Ineffabili L.A. Guns: dagli esordi del 1988 alla reunion di Phil Lewis (voce) e Tracii Guns (chitarre), che dal 2017 li ha visti pubblicare ben quattro album, si ha sempre l’impressione di non riuscire mai a cogliere questa band nella pienezza del suo migliore momento. Maestri del genere per alcuni e resistenti ostinati per altri, i quattro che su questo nuovo disco si completano con Johnny Martin al basso ed Adam Hamilton alla batteria hanno comunque il merito di continuare ad alimentare la fiamma di una formazione sporca e diversa che, pubblicando quasi venti album, è riuscita a vendere oltre dieci milioni di copie e sopravvivere, più di ogni altra cosa, a se stessa ed alle proprie turbolenti vicissitudini. Sporco e diverso sono qualità che ritroviamo anche in “Black Diamonds”, un album che in un certo senso perpetua l’immagine di un gruppo che ha scelto di rimanere ai margini di una scena – quella sleaze/glam della quale furono capostipiti insieme a Guns N’ Roses e Faster Pussycat – che in fondo non gli appartiene più. La proposta di Lewis e Guns è piuttosto un alternative low-fi caratterizzato da strutture semplici ed elementi ripetitivi, come la scelta di una “You Betray” all’inizio della scaletta conferma senza esitazioni né grandi imbarazzi. Tutti i suoni sono cavernosi e volutamente poco rifiniti, i tempi sincopati sono quelli che andavano negli anni novanta ed il disco ha una resa live che, se da un lato comunica autenticità e magari ribellione al sistema dell’iperprodotto, dall’altro non può far pensare ad una produzione un po’ povera ed autarchica.

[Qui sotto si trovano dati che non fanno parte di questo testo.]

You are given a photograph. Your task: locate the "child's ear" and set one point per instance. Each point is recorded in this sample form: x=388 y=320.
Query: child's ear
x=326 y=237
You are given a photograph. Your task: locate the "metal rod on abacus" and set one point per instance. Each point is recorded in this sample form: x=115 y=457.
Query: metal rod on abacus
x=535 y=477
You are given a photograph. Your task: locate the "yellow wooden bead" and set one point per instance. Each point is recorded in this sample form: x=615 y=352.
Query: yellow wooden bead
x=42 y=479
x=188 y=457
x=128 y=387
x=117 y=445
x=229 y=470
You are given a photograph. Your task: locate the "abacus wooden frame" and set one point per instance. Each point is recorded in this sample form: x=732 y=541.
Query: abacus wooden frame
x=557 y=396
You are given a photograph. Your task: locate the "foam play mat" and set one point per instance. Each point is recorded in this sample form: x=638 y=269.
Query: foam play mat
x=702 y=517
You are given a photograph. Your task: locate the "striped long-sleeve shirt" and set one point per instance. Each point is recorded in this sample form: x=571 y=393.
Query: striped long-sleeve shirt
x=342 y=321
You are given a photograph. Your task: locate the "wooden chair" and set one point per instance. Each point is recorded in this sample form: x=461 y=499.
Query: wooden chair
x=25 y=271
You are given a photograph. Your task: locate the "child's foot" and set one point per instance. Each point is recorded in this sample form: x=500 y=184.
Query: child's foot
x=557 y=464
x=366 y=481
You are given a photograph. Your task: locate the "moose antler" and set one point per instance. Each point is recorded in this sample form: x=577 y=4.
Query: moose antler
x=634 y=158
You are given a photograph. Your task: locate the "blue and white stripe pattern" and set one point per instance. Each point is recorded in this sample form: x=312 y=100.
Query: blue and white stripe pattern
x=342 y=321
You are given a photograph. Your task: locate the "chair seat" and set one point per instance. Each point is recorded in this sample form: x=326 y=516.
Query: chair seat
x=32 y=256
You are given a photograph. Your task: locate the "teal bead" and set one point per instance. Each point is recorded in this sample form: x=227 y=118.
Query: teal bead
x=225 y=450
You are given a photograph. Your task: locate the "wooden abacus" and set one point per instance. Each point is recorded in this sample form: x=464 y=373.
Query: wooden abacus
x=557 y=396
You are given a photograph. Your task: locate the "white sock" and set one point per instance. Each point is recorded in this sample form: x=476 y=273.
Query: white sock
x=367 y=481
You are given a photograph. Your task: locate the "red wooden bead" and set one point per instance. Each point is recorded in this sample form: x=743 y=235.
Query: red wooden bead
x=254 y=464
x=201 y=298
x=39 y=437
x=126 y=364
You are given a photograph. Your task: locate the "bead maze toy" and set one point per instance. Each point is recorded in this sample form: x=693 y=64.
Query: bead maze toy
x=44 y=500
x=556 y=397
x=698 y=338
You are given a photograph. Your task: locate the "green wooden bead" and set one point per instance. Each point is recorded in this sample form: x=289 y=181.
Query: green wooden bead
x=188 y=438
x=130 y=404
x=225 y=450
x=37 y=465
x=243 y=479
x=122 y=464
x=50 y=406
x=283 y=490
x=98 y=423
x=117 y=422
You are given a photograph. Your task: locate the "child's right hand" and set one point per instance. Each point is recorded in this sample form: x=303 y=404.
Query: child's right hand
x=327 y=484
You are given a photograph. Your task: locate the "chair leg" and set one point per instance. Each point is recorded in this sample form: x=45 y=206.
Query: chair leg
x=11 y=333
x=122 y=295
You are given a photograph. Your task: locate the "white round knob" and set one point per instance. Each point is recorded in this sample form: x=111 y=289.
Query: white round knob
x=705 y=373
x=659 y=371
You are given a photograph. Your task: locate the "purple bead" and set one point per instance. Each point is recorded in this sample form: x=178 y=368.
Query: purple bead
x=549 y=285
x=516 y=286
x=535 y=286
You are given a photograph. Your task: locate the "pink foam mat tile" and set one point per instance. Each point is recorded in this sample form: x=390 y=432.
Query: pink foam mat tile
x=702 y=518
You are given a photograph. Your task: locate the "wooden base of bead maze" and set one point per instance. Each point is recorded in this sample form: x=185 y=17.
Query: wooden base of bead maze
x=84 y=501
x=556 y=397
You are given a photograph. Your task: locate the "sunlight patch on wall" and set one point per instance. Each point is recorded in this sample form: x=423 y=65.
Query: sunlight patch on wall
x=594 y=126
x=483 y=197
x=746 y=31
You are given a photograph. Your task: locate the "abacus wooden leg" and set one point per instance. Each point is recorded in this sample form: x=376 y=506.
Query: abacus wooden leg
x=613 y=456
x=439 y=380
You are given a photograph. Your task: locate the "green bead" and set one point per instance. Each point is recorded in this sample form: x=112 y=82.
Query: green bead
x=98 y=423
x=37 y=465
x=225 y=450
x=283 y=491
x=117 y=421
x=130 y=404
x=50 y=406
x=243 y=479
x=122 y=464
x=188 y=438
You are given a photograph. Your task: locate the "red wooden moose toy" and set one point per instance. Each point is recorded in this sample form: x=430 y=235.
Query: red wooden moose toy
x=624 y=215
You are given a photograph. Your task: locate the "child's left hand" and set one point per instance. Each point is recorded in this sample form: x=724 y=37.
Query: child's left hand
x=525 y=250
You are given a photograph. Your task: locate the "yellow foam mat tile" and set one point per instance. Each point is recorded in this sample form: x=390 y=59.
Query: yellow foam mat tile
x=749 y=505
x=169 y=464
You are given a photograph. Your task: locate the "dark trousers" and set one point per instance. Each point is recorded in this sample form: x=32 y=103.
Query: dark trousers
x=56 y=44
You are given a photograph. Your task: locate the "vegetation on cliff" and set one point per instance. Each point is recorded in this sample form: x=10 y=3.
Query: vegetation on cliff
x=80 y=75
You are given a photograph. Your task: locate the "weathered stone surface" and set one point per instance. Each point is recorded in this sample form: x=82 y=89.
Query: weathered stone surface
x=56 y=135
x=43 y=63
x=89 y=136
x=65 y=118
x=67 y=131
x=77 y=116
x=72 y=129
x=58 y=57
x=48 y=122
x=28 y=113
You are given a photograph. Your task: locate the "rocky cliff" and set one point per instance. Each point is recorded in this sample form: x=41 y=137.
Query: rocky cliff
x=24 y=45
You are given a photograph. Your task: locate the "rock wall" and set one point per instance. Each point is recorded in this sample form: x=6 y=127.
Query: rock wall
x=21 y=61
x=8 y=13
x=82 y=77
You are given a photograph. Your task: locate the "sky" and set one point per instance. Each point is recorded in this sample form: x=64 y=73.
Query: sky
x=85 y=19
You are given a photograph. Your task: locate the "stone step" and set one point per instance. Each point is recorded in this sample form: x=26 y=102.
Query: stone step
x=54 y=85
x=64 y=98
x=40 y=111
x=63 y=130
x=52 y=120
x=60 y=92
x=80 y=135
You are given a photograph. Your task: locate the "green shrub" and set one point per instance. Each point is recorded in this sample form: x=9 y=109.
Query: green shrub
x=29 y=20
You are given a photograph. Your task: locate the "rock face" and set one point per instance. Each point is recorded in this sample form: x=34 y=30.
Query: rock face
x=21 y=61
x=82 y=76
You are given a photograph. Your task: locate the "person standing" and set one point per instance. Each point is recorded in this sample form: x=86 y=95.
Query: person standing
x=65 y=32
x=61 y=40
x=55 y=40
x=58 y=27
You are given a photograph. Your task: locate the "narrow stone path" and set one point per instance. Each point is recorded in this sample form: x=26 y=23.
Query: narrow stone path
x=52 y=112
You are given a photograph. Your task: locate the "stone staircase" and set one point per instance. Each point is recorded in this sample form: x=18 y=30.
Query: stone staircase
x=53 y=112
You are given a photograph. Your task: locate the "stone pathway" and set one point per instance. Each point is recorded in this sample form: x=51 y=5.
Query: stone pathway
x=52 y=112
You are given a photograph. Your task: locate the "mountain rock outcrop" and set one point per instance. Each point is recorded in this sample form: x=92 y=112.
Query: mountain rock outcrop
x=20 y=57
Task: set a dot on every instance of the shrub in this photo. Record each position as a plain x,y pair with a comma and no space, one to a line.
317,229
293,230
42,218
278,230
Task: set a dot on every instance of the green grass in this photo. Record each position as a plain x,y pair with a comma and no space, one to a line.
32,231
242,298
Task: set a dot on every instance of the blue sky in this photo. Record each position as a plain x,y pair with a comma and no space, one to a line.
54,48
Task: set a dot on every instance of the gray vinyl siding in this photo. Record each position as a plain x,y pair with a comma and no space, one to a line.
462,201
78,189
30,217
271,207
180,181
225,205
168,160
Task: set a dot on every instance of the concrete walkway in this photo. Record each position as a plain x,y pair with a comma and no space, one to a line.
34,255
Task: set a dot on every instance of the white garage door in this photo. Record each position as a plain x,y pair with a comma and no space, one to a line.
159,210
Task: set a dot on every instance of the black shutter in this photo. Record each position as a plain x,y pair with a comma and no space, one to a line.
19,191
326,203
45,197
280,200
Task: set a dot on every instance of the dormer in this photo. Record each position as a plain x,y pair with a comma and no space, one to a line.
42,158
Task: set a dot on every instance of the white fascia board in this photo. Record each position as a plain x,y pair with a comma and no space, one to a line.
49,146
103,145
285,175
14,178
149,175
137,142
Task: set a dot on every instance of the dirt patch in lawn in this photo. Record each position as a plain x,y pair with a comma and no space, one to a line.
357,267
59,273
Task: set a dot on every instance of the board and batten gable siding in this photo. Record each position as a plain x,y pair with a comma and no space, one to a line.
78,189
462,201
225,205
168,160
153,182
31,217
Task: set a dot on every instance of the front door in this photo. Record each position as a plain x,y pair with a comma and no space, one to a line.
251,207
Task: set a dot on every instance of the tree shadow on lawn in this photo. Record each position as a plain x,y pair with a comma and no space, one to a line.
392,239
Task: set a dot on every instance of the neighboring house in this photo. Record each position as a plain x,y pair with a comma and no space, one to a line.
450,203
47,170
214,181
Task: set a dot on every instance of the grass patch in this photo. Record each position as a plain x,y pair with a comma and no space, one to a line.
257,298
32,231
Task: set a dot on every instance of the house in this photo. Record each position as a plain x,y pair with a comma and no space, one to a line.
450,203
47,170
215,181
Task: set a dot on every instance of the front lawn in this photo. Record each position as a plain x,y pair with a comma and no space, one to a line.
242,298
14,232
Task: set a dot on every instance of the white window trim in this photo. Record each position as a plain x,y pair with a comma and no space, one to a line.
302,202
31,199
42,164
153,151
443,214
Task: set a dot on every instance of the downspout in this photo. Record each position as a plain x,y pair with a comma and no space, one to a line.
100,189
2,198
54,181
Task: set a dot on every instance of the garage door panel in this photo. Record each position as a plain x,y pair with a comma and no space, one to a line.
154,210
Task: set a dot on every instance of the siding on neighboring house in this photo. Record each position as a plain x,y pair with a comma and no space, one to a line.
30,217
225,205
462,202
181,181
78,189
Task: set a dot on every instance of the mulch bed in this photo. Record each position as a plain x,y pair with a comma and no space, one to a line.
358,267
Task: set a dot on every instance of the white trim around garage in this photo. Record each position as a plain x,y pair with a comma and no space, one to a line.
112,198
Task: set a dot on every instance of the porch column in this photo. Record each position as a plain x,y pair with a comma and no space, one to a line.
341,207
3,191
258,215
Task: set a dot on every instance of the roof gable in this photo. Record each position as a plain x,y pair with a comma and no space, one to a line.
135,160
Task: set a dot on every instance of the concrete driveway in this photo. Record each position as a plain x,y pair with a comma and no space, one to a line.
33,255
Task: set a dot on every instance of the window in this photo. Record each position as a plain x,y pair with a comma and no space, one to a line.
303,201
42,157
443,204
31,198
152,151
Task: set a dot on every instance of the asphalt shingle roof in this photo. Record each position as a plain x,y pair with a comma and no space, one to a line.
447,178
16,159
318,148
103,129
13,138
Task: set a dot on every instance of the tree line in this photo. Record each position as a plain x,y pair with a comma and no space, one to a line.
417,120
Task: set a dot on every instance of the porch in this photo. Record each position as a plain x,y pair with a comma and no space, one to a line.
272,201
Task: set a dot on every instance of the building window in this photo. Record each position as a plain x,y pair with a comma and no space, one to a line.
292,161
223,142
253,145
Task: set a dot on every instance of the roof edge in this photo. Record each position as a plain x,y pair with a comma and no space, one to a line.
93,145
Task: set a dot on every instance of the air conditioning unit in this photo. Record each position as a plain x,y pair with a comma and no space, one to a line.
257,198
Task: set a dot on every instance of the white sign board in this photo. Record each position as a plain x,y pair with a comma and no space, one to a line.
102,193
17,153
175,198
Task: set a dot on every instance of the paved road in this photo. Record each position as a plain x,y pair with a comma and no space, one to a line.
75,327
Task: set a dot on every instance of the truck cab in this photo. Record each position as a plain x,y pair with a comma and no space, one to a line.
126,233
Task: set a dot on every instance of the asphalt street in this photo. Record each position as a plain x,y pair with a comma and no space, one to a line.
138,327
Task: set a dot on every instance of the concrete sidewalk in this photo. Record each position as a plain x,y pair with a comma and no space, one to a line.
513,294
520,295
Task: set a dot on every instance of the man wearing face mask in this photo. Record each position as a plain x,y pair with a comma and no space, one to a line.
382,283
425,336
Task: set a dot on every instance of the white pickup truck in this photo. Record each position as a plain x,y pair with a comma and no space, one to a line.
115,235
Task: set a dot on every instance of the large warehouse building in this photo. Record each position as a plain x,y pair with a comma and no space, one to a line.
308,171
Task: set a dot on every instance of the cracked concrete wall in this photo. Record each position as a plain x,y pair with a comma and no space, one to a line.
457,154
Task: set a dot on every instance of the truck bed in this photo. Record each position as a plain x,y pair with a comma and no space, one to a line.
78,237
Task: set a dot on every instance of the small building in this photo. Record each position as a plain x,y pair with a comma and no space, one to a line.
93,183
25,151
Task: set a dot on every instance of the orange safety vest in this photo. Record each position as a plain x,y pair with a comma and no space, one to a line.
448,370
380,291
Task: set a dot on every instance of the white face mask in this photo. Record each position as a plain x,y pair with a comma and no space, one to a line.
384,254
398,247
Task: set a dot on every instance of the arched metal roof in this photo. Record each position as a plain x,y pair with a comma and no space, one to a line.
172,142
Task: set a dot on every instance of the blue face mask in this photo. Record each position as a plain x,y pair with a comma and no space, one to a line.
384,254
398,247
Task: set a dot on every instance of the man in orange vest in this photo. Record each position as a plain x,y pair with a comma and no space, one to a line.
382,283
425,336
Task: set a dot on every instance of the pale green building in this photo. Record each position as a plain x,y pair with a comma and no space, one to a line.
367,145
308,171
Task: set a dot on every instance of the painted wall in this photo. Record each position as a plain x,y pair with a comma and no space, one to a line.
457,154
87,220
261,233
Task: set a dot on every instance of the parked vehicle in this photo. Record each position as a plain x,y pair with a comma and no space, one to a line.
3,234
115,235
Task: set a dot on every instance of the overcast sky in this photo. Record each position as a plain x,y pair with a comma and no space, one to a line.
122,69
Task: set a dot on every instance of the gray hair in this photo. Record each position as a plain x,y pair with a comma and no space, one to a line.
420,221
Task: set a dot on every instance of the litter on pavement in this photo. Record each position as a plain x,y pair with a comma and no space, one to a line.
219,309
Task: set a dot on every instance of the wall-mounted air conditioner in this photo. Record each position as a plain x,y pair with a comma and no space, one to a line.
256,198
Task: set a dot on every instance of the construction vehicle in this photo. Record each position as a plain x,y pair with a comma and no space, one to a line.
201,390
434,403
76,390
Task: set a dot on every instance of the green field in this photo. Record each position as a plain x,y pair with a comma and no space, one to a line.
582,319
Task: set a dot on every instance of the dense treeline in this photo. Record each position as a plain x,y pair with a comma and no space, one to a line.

Povero, purtroppo, “Black Diamonds” lo è anche di idee, perché i suoi giri blues (“Shame”) ed i suoi ritornelli alla Jizzy Pearl in declino (“Wrong About You”) potranno anche divertire per il tempo di una birretta, ma difficilmente giustificheranno l’esborso e si fisseranno nella testa in attesa di un riascolto. Se c’è una promessa che gli L.A. Guns rispettano, per la verità, questa è quella di proporre in questa occasione anche un lato più delicato ed intimista, che si manifesta con la ballad “Diamonds”. Nonostante la produzione rimanga spartana e non troppo diversa da quella di un buon demo (a volte ho avuto l’impressione che il disco fosse addirittura mono), questo particolare e struggente episodio contiene buoni testi e melodie efficaci, più in linea – e forse per questo anche più sinceri – con quanto Lewis e Guns fanno e sono oggi. Tanta è la differenza tra la lodevole consistenza di questa traccia ed il dimenticabile resto (nel quale rientrano sapori rockabilly, revival swinging london e canzoni brutalmente troncate forse perché il fonico aveva la partita di calcetto), che davvero verrebbe la voglia di considerare la band di Los Angeles come qualcosa di radicalmente mutato dai tempi di “Cocked & Loaded” (1989) e capace di affrontare il mondo contemporaneo con uno stile più morbido e rinnovato. Nonostante non manchino una manciata di canzoni che riescono tuttora a trasmettere buona energia e vibrazione (“Shattered Glass”, “Got It Wrong”), “Black Diamonds” e gli L.A. Guns danno il meglio di sé quando lasciano che sia l’anima a salire in superficie, recuperando una dimensione semplice e nuda che appare anche maggiormente coerente con la sensibilità moderna, la disillusione che prima o poi non può non subentrare in chiunque ed i conti da far quadrare a fine mese, indipendentemente da chi sei stato e sei oggi (“Lowlife”).
Vi sono gruppi del passato che hanno saputo rimanere sulla proverbiale cresta dell’onda semplicemente rimanendo uguali a se stessi, resistendo alle mode perché convinti della propria proposta, o magari solo perché incapaci di suonare altro. Ci sono poi altre realtà che la testardaggine ha condannato all’estinzione (artistica), perché l’incapacità di adattarsi e giungere al compromesso le ha spinte dolcemente ai margini ed accompagnate nel club dantesco degli irrilevanti. E poi ci sono nomi, come gli L.A. Guns, che sembrano avere sette vite come i gatti e sempre un’ultima carta da giocare per registrare un nuovo album, e concedersi un ulteriore giro di giostra: “Black Diamonds” gioca questa volta la carta vincente delle ballad, uno spiraglio attraverso il quale passa quel filo di luce fioca e di speranza flebile che – fortuna o condanna – probabilmente li terrà nel giro ancora per gli anni a venire.